Rusya ambargosunun bahane edilerek çileğin üretici bazında fiyatının düşürülmeye çalışılması ancak hırs ve ahlaksızlıkla tarif edilebilir. Çünkü sadece 13 bin ton ihracatınızın olduğu bir pazarın kapanması demek bütün bir çilek üretiminin fiyat kaderini etkileyemez. Diğer ihracat yapılan ülkelerle ihracatın devam etmesi, yeni ülkelerin eklenmesi ve yine artık ürüne alışmış bir iç pazar ve gıda sanayiside oluşmuş bir ürün olan çileğin değerinin korunması gerekirdi.
Bu fırsatçı tüccar politikasının yanı sıra bu sene bütün ürünlerde iklim olarak ılıman geçirilmesi yaklaşık 15 günlük bir erkenciliğe sebep oldu.
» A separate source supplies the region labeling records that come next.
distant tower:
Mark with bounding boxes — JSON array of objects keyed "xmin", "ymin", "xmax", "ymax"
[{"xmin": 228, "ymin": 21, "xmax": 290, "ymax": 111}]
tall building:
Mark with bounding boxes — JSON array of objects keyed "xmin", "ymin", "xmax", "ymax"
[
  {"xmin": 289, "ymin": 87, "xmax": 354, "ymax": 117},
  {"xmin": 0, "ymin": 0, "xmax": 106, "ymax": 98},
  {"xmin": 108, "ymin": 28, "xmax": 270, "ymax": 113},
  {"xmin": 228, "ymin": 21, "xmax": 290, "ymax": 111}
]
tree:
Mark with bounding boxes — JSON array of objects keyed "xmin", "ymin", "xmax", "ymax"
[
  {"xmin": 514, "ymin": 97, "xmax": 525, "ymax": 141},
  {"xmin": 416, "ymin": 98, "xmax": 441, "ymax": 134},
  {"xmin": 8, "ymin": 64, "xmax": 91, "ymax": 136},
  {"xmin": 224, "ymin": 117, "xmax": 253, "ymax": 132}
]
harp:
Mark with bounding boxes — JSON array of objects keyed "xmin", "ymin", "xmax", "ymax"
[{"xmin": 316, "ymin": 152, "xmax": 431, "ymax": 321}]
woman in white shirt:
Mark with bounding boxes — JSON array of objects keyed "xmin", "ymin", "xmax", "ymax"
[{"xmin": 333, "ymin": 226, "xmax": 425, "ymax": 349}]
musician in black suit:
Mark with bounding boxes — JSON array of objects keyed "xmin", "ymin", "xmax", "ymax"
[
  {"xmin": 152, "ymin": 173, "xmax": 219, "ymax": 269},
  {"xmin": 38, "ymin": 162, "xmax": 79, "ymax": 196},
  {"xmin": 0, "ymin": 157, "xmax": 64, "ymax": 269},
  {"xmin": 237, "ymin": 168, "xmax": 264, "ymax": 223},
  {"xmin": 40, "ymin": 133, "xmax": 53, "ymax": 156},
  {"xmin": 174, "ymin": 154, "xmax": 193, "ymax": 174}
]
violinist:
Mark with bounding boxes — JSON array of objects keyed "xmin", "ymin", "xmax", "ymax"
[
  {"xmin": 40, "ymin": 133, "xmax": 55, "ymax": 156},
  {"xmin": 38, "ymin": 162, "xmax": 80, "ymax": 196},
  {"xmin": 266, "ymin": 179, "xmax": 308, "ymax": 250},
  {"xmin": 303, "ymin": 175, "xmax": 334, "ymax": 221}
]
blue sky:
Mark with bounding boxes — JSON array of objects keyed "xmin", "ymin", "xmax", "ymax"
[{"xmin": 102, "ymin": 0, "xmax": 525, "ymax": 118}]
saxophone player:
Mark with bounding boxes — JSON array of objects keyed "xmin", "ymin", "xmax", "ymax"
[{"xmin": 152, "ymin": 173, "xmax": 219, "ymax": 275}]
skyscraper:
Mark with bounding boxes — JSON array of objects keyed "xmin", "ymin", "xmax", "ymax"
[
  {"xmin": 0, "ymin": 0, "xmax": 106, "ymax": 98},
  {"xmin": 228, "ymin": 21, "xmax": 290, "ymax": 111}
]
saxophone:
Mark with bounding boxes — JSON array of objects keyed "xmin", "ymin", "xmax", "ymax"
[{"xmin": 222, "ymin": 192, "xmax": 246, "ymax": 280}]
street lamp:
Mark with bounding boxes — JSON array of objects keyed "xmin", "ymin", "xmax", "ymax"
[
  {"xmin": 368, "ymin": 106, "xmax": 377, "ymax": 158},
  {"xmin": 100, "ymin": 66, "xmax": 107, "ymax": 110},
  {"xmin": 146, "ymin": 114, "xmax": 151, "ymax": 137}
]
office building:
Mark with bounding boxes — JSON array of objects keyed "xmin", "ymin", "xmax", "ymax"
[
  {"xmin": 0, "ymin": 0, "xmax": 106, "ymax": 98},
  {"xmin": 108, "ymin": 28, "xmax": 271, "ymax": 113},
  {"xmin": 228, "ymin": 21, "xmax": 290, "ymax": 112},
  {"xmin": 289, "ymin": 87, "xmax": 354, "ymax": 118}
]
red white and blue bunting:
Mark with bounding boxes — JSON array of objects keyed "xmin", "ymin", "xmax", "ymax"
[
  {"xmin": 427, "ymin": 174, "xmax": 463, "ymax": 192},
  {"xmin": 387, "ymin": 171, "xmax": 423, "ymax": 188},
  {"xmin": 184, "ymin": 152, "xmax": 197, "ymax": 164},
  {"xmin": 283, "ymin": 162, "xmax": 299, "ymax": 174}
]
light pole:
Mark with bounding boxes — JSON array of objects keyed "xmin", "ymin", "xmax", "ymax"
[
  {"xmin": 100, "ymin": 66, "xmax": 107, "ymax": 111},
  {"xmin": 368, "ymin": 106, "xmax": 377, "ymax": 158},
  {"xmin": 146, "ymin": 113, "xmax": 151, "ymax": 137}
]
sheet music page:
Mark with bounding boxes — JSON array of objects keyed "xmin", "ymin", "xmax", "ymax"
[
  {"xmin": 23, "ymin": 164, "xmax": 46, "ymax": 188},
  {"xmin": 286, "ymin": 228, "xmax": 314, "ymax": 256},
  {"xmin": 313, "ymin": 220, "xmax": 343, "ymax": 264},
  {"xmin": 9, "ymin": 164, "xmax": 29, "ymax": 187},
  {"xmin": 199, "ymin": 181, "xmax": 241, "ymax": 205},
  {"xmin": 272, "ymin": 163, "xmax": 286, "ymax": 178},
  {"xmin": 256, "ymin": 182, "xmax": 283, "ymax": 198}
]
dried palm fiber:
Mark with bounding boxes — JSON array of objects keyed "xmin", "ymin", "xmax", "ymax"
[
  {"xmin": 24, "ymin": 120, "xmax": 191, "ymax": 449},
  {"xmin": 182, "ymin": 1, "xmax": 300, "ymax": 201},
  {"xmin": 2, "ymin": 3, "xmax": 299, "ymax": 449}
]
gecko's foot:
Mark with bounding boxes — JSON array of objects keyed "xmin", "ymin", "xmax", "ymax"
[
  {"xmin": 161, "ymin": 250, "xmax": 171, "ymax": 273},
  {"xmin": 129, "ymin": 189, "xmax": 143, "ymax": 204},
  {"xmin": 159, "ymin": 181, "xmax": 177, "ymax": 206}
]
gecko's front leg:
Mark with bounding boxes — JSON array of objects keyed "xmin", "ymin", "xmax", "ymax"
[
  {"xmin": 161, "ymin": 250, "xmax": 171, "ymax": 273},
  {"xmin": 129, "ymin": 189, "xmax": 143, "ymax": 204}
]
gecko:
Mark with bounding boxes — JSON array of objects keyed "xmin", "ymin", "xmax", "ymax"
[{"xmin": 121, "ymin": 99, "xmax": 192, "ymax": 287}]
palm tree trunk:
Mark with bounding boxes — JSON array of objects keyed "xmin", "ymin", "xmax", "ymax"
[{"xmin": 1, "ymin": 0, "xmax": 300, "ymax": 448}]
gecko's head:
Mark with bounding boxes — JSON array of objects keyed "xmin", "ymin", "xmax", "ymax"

Çileğin her seneki hasat tarihine alışık olan ihracatçı firmaların başlangıçta ürünün erken gelmesi ile bu bölgeye gecikmesi de bir sıkıntı yaşattı. Ama sonuçda baktığımızda tarlada toplanmayan bir çilek, depoda satılamayan bir çilek, tırda boşaltılmayıp satılmıyor diye geri dönen bir çilek olmadı. Artan dikim alanları ve çilek verimin yüksekliği ve bu sene erken hasat tarihi, alışık olunan Pazar için fazla gelince beklenenin altında bir fiyat ile karşılaşıldı. Yine bu sene çilek cinsleri arasındaki fiyat farkı da önemliydi.
Çileğin dış ticareti hakkında bize neler söyleyeceksiniz?
Kalite korunduğu sürece, ve istikrarlı bir pazar bulunup üründe süreklilik sağlandığı zaman iç ya da dış pazarda bir sorun yaşanacağına inanmıyorum. Yine de Sultanhisar'da yetişen çileğin ihracat kalitesinin yüksek olması her zaman için ihracat pazarlarının bulunmasını gerektirmektedir.